FOLHA – A idéia do governo era que a gordura trans fosse eliminada em três anos, como foi no Canadá…
KLOTZ
– O que é bom para eles pode não ser bom para nós. Brasil é uma coisa, Canadá é outra. Imagine quanto tempo leva para descobrir um produto, aprová-lo, conseguir a matéria-prima em quantidade suficiente, encontrar gente disposta a plantar e a pôr dinheiro nesse negócio. Não temos condições de fazer um milagre.

FOLHA – A indústria, então, não aceitou o prazo de três anos?
KLOTZ
– Se for fixado um prazo para acabar com gordura trans, vamos ter de criar porco de novo e voltar à velha banha. Somos como as montadoras de automóveis. De repente proíbem as montadoras de usar ferro nos carros, porque faz mal, dá câncer… Vão usar o quê? Cola, chiclete? Esse é o grande drama. Ainda não temos nada com um resultado final parecido com o da gordura trans.
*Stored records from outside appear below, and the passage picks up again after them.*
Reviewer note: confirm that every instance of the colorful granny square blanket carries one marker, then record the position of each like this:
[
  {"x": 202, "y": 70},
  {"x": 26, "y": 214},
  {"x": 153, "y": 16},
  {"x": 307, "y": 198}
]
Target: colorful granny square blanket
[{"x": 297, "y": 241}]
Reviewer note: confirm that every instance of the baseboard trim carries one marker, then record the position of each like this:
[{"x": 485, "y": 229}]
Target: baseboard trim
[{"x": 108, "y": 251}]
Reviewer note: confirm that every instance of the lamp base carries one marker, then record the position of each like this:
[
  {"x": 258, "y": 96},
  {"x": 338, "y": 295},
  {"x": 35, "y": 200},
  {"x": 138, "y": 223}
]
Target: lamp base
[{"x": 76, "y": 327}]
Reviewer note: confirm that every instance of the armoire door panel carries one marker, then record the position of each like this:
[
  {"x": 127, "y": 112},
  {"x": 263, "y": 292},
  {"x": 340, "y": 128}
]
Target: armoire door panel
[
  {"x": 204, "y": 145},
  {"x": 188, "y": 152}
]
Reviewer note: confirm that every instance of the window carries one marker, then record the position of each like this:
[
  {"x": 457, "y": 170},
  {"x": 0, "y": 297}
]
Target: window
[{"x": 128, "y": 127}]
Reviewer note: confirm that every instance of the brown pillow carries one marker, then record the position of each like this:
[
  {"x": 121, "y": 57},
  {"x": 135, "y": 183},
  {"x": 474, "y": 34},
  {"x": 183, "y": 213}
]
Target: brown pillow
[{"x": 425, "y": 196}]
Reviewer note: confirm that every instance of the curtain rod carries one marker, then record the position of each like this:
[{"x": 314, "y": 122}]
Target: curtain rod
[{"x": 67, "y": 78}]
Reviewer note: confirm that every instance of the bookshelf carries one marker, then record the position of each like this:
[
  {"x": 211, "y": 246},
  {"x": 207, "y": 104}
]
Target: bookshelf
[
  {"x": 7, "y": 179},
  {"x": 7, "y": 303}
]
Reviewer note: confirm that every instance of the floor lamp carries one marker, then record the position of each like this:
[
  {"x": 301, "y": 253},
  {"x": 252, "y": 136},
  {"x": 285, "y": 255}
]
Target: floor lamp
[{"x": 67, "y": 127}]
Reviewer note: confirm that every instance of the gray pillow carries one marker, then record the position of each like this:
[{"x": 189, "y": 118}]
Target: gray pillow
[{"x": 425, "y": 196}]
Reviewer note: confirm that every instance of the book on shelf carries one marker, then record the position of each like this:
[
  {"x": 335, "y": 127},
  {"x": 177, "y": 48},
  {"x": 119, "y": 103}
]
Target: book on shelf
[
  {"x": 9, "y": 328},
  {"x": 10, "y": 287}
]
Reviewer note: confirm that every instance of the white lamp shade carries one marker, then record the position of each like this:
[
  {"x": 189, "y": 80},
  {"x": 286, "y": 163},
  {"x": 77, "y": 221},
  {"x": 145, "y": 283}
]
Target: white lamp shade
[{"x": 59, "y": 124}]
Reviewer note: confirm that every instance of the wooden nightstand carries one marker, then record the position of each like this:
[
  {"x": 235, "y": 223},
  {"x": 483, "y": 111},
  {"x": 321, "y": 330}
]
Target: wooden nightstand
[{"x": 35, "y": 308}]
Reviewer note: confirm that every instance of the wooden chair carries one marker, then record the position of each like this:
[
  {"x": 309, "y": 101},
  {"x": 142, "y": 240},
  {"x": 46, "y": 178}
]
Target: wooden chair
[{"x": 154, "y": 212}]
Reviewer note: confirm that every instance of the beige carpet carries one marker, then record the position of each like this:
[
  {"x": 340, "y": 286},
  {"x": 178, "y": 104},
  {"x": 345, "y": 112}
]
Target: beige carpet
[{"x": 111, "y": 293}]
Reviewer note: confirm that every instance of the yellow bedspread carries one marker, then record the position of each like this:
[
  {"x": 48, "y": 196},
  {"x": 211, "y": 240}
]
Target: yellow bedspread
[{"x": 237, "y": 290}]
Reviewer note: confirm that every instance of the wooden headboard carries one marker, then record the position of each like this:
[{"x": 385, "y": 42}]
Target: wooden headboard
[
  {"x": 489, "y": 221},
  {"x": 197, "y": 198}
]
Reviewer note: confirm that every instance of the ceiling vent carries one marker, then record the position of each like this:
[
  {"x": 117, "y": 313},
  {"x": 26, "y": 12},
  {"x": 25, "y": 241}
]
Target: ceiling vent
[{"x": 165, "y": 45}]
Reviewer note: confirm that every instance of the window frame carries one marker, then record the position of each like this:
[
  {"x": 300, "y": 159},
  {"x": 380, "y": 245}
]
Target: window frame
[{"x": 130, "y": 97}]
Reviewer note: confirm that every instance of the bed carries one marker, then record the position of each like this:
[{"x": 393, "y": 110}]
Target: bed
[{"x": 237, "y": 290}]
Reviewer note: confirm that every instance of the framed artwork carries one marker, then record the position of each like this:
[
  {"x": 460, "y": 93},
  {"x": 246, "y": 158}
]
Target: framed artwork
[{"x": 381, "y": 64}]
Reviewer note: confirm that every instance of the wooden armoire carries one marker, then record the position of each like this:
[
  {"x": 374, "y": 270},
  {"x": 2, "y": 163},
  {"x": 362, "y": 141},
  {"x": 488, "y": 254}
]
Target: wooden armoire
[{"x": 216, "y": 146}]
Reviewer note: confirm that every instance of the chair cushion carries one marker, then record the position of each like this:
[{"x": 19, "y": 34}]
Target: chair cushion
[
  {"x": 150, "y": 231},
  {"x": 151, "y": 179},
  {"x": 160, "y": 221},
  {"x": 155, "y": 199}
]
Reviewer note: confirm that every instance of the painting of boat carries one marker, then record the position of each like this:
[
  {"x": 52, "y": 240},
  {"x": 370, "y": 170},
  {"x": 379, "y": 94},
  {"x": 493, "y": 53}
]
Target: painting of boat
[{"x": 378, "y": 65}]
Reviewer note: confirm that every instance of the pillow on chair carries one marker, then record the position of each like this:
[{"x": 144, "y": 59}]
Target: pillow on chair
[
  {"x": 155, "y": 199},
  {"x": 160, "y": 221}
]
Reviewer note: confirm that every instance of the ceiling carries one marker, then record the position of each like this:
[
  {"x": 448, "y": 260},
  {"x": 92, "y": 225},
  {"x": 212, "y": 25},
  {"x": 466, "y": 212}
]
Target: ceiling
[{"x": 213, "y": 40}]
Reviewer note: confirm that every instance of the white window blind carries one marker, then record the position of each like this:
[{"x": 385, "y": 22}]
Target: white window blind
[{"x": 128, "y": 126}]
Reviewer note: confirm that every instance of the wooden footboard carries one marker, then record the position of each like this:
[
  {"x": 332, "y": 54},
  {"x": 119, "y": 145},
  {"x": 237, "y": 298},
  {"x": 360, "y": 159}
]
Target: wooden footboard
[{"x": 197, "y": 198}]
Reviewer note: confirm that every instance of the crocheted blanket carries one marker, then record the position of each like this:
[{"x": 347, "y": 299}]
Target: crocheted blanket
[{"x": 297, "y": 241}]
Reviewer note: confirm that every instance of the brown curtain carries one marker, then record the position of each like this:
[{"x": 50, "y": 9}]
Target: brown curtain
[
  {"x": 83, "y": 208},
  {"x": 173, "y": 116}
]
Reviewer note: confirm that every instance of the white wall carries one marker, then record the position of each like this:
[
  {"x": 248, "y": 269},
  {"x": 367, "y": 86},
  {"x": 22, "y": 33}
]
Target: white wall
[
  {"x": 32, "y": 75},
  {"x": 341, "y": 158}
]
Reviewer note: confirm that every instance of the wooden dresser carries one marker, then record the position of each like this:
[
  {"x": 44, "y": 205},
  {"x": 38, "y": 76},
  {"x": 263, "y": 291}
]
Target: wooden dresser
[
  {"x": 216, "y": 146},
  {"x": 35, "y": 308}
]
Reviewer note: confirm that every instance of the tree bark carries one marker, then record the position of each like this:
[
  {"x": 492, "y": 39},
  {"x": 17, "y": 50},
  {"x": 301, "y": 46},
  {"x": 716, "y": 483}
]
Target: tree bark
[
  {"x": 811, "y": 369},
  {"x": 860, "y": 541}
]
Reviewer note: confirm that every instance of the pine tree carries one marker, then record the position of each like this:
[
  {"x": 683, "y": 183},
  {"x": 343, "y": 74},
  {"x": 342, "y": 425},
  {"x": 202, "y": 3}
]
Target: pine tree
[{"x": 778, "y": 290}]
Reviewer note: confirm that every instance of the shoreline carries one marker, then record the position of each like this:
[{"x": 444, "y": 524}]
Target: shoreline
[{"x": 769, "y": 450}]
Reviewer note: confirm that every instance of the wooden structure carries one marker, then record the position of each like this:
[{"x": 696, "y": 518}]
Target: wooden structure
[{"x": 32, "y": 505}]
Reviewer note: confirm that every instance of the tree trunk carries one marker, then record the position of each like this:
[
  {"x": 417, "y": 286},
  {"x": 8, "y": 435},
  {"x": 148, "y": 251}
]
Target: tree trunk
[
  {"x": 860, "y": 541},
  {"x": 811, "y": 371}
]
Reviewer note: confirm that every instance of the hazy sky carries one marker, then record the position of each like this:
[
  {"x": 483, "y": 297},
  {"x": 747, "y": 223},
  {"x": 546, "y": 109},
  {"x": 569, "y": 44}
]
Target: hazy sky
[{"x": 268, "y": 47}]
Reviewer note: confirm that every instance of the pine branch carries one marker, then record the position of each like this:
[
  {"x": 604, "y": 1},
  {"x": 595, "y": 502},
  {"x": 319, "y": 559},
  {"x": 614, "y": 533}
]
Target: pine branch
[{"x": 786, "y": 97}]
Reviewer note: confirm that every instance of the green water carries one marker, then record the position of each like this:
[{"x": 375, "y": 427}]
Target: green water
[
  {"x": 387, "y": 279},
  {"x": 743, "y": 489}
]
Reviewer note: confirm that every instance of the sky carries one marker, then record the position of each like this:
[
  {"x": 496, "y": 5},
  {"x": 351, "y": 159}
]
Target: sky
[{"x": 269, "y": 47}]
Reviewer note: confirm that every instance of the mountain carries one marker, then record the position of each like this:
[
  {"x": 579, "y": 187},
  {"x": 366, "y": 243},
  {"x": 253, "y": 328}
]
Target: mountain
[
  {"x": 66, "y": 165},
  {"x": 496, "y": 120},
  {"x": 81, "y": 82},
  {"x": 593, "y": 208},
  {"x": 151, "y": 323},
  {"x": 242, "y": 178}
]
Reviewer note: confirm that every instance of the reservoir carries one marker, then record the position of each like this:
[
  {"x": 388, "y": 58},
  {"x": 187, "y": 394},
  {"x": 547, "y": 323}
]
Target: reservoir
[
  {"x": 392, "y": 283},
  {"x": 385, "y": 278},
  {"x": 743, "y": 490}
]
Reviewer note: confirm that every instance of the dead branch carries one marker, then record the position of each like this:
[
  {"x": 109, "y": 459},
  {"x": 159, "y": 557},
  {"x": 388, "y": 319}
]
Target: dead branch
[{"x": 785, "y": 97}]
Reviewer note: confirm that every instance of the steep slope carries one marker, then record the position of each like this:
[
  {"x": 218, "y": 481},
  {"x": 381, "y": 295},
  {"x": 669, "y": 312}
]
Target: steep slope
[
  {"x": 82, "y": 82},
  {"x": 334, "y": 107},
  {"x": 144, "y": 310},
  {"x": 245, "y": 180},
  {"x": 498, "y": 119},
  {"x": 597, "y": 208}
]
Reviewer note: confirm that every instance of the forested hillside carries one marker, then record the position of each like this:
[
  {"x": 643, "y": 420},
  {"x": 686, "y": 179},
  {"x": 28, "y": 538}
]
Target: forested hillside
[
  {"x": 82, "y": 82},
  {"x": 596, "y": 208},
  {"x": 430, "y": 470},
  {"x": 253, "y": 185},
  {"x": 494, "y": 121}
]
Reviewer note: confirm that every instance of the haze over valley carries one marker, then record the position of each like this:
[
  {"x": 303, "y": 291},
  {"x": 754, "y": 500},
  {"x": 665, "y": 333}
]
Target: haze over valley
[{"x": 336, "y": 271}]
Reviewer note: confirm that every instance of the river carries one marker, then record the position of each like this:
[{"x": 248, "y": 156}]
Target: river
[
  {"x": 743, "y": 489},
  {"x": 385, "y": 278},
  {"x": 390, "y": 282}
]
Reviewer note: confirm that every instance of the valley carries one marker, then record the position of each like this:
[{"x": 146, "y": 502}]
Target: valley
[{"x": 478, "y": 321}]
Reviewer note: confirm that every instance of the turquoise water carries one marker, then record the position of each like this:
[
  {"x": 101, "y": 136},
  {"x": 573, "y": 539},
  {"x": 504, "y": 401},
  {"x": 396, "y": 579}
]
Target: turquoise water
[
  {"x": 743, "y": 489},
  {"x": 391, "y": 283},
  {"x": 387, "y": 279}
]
FOLHA – O governo entendeu?
KLOTZ
– Estão caindo na real. A realidade é diferente de uma situação ideal: “O governo decide acabar com a gordura trans em 30 dias”. O papel aceita tudo. Se pararmos de fabricar os produtos, aí sim teremos falta de comida e a inflação vai para a casa do chapéu. Temos de pesar todas as conseqüências. O Brasil é o grande fornecedor mundial de alimentos. Se você parar de ter o ingrediente fundamental, você vai acabar com a economia do país. Representamos [a indústria de alimentos] um terço do PIB nacional, somos responsáveis por praticamente 60% do superávit da balança comercial. Só estamos atrás do petróleo.

FOLHA – Então não há prazo para a eliminação da gordura trans?
KLOTZ
– O ministro da Saúde entendeu perfeitamente. É tudo uma questão de: tenham paciência, compreendam o problema e ajudem a encontrar soluções.